Alberta's still not the economic driver it once was: ATB report

Jobs are returning to Alberta but the province still isn't back to being the economic driver it once was, according to a study by ATB Financial.

There's still 'underlying pain' from the recession

ATB Financial says Alberta is adding jobs, but it's not yet back to where it once was. (David Bell/CBC)

Jobs are returning to Alberta but the province still isn't back to being the economic driver it once was, according to a report by ATB Financial.

"It's going to take some time to get there, and there's still a lot of people on the other side of this who haven't been able to find work or are still struggling in the wake of the recession," said Rob Roach, director of insight with ATB's economics and research team.

"So on the one hand we're growing again and we'll probably get back to leading the country in job growth but there's still that underlying pain left over from the recession."

A chart from ATB Financial shows the annual per cent change in job creation in Alberta and Canada from 2007 to 2017. (ATB Financial)
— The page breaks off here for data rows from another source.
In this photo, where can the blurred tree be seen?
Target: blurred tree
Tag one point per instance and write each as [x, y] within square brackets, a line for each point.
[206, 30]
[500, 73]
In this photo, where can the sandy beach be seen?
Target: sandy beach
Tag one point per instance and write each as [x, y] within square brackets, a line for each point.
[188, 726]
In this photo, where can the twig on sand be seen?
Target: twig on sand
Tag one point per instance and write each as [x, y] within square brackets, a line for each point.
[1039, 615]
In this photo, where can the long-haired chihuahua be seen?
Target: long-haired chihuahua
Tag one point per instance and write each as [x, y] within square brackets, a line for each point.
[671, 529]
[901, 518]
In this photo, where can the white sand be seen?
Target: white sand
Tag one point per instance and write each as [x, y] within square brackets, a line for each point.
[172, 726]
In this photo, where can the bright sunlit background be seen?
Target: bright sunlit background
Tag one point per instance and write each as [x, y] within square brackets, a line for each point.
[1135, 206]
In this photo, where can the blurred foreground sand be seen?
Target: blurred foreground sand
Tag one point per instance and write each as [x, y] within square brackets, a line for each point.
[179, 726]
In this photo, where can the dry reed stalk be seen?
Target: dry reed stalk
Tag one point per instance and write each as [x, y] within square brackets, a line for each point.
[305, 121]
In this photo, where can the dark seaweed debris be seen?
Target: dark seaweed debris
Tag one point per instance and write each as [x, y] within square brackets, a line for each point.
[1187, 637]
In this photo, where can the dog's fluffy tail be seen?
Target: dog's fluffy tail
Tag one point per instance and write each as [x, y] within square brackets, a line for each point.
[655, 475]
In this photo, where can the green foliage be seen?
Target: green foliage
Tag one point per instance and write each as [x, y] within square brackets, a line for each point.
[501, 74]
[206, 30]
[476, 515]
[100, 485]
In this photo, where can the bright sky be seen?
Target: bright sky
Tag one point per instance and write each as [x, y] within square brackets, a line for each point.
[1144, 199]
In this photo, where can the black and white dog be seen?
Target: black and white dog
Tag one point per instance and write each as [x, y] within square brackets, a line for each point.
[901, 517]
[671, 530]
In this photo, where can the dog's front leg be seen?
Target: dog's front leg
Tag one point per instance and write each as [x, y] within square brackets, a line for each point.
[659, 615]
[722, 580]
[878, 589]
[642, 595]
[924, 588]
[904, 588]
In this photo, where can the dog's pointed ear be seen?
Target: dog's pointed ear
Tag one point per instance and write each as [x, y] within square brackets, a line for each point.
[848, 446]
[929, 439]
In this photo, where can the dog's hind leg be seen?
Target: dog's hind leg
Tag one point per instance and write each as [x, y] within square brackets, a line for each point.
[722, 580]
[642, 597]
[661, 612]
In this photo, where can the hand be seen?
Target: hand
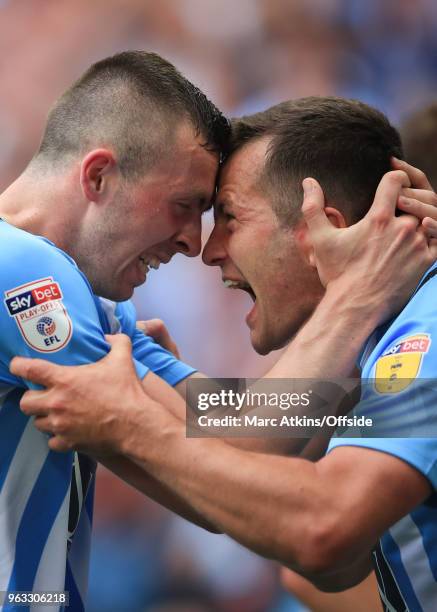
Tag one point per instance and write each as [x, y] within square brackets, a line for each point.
[83, 406]
[420, 201]
[156, 329]
[381, 258]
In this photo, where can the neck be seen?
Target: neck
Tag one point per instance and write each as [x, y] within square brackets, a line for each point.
[32, 203]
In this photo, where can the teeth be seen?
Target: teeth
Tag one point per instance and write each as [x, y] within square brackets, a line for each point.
[151, 262]
[235, 284]
[145, 266]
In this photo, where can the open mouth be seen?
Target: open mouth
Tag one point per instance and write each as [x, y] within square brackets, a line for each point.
[149, 261]
[233, 284]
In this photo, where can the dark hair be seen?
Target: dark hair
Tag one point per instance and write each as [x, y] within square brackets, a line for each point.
[344, 144]
[132, 102]
[419, 137]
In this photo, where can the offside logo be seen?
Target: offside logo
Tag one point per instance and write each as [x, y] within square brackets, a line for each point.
[30, 306]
The overview of Alberta's labour force report, released Wednesday, found Alberta has the highest employment rate of any province every year since 1976, and employment growth averaged 1.7 per cent from 2007 to 2017, compared to 1.1 per cent nationally. 

The average annual unemployment rate in Alberta over the same time period was 5.6 per cent, compared to seven per cent nationally.

Recession hit hard

But, the recession had a big impact on the province. There were 37,300 fewer jobs in the province in 2016 compared to 2015, ATB said, and 14,200 fewer in 2017 compared to 2015.
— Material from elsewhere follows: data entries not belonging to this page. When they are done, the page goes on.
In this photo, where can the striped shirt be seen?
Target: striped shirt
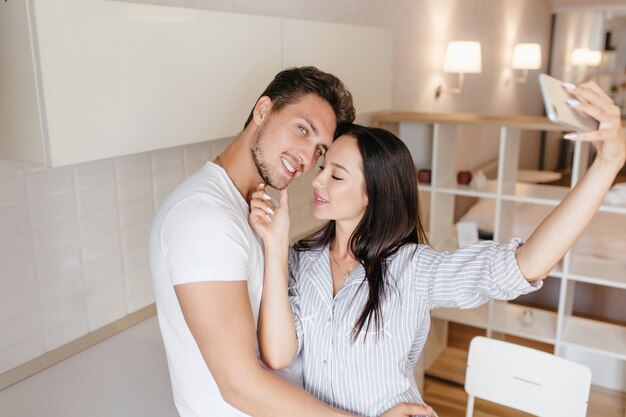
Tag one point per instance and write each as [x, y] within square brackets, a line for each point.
[375, 373]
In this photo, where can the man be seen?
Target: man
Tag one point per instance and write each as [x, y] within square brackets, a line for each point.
[207, 263]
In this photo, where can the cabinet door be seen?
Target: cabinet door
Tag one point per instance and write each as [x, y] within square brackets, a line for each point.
[20, 125]
[120, 78]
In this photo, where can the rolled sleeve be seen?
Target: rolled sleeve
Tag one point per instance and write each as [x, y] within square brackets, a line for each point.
[471, 276]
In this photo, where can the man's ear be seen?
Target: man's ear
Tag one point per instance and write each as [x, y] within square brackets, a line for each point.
[262, 109]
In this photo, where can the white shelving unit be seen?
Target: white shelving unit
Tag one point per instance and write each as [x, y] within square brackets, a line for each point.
[598, 344]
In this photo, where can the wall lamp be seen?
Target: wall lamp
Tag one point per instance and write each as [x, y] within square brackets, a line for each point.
[526, 56]
[462, 57]
[585, 57]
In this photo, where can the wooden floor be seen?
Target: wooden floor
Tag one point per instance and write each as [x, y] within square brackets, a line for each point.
[443, 390]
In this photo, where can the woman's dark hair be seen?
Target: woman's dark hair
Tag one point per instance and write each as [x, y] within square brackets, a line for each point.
[292, 84]
[391, 218]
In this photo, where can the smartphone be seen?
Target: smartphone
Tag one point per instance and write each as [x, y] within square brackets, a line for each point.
[558, 111]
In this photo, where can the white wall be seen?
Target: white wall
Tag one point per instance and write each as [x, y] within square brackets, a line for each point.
[73, 240]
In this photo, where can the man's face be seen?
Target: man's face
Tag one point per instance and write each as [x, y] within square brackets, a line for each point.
[289, 141]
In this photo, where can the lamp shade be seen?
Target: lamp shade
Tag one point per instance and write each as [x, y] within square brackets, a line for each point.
[463, 57]
[586, 57]
[526, 56]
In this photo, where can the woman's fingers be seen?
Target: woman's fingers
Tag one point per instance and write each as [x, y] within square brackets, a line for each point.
[593, 86]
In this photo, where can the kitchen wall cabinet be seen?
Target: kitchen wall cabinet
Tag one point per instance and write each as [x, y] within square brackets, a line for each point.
[599, 344]
[82, 80]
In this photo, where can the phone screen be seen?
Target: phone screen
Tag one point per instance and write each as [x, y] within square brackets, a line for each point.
[557, 109]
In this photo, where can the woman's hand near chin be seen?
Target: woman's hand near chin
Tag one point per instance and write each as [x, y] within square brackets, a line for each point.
[270, 222]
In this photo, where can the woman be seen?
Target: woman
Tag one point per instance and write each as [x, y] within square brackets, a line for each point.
[361, 289]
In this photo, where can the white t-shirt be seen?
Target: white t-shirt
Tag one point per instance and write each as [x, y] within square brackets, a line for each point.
[200, 233]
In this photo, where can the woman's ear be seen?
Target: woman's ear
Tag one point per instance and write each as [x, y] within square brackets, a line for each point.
[262, 109]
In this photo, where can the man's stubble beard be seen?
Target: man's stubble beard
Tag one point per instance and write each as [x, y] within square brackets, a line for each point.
[264, 169]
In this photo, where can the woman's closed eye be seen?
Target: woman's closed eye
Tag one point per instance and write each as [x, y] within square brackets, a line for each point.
[321, 167]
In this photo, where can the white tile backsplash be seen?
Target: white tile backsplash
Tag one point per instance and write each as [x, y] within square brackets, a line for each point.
[135, 236]
[17, 276]
[13, 192]
[50, 237]
[51, 183]
[14, 220]
[194, 156]
[133, 166]
[53, 210]
[165, 183]
[74, 244]
[96, 200]
[167, 160]
[99, 224]
[136, 213]
[136, 259]
[10, 169]
[109, 313]
[17, 355]
[94, 174]
[55, 291]
[63, 260]
[20, 330]
[101, 247]
[135, 190]
[109, 293]
[100, 273]
[70, 313]
[19, 303]
[16, 248]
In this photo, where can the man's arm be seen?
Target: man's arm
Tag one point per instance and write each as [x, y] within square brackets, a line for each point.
[219, 316]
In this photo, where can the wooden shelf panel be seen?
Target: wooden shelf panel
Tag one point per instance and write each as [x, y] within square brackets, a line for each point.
[465, 190]
[537, 194]
[476, 317]
[605, 338]
[593, 270]
[509, 318]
The province's annual unemployment rate also jumped above the national average in 2017 for the first time since 1988. 

But, annual employment growth has stayed strong in Alberta. Annual employment growth has averaged 2.5 per cent since 1976, with the province adding 300,000 jobs in the past decade, accounting for 18 per cent of all the jobs created in the country in that time. 
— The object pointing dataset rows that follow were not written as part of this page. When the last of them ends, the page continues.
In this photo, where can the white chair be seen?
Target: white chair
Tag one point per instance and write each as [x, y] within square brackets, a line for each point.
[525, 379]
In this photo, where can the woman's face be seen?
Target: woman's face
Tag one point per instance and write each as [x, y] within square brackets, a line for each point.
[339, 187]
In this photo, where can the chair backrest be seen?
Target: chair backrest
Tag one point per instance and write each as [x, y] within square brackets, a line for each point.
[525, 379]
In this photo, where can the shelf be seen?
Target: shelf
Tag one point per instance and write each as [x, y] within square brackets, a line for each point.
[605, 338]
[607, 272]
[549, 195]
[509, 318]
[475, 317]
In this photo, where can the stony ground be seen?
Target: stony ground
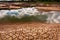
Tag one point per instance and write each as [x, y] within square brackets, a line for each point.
[29, 31]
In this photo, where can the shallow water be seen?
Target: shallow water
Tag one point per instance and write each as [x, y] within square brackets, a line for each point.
[53, 16]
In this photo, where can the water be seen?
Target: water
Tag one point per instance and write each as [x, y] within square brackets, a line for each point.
[53, 16]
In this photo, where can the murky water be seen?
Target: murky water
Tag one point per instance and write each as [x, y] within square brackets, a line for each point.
[53, 16]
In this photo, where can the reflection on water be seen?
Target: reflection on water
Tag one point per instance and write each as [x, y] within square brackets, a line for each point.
[53, 16]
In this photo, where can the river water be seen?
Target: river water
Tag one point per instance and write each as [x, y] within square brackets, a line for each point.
[53, 16]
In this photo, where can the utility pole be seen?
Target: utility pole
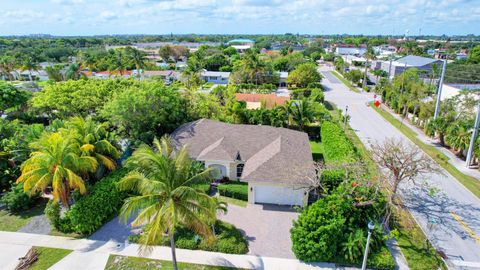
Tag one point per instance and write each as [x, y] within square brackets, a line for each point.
[439, 92]
[474, 136]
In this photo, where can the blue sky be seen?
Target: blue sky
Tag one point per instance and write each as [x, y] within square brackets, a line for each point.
[92, 17]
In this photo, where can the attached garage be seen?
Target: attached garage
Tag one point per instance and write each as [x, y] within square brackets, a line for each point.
[278, 195]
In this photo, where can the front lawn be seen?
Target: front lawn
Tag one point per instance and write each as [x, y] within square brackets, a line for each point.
[234, 189]
[13, 222]
[228, 240]
[116, 262]
[48, 257]
[317, 150]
ATB said in the study that if Alberta's job growth had matched Canada's, there would be 736,000 fewer jobs in the province today. 

In the past decade, more jobs were created in Alberta than in the Atlantic provinces and B.C. together, the report found.

Oil recovery spurs job growth

Roach said recovery in the oil and gas sector has started to spur job growth in other industries.

"Now that things have been improving overall and especially in the energy sector, we should see Alberta get back to much stronger levels of employment growth and being able to play once again that role as an engine of job creation sort of above what the rest of the country is able to do."

But, he said some of those returning jobs are part time or at lower wages. The report found that the proportion of young workers with part-time jobs has increased above the 10-year average of 37.4 per cent in the past two years, which could mean there has been less full-time work for those under 25-years-old.